Tuesday, November 18, 2008

"Meh" chosen for 30th anniversary of Collins English Dictionary

Kids, next time when your English teacher scolds you for using the Singlish word "meh" in class, tell him this: "You don't know meh? Meh is in the Collins dictionary liao!" From Times:
“Meh” started out in the US and Canada as an interjection signifying mediocrity or indifference and has evolved, via the internet and an episode of The Simpsons, into a common adjective meaning boring, apathetic or unimpressive in British English.

The word was chosen over hundreds of others nominated by the public for inclusion in the 30th anniversary edition of the dictionary, to be published next year. Jargonaut, frenemy and huggles were among entries suggested to the Word of Mouth campaign, run in conjunction with Waterstone’s. The panel that made the final selection chose meh because of its frequent use today.
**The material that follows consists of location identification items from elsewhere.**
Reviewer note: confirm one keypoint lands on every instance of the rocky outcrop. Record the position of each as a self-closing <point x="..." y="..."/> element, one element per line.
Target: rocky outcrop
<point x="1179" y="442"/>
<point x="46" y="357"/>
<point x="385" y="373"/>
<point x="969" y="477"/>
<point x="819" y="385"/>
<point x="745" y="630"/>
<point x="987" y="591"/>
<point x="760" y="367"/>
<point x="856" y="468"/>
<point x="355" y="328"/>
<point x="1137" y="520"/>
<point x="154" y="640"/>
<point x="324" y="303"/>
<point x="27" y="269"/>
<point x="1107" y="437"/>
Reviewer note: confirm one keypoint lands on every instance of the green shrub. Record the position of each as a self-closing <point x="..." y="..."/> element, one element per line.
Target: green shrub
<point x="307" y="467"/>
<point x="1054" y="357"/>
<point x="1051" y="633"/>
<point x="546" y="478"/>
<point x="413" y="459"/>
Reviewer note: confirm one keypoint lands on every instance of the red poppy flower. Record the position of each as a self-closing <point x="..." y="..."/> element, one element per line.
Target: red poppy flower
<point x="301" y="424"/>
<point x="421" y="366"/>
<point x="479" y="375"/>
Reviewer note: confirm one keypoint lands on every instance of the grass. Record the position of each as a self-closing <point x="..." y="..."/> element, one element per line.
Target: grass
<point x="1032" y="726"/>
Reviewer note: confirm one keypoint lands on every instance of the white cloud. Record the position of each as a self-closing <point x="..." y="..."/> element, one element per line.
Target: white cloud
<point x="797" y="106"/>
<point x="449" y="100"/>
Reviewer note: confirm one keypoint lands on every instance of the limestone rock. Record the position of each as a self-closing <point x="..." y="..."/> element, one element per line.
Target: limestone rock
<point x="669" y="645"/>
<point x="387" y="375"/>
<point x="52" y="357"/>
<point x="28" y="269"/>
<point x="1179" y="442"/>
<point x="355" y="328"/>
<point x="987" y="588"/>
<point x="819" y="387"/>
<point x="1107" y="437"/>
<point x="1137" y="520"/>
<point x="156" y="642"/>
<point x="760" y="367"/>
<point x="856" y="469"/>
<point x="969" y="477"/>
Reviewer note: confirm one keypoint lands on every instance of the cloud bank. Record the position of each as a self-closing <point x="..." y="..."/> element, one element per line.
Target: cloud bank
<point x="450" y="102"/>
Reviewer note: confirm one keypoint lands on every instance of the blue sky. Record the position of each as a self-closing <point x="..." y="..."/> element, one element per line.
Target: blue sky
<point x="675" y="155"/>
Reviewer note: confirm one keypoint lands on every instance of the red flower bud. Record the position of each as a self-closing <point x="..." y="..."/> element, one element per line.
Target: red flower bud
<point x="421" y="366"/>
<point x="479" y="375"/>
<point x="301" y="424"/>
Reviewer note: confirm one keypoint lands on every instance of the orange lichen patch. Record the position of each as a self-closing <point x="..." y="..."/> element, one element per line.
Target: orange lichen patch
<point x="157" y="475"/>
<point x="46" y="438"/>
Meh was submitted by Erin Whyte, from Nottingham, who defined it as “an expression of utter boredom or an indication of how little you care for an idea”. The dictionary will say that meh can be used as an interjection to suggest indifference or boredom – or as an adjective to say something is mediocre or a person is unimpressed.

4 comments:

Anonymous said...

I like Collins Dictionary!

Yan said...

"The dictionary will say that meh can be used as an interjection to suggest indifference or boredom – or as an adjective to say something is mediocre or a person is unimpressed"

Hmmm. I'm so umimpressed with MEH as an English word.

Sir Thomas said...

I fear for the future of the English language.

lost said...

that definition isn't the same as the singlish usage, though, so technically your english teacher can still scold you.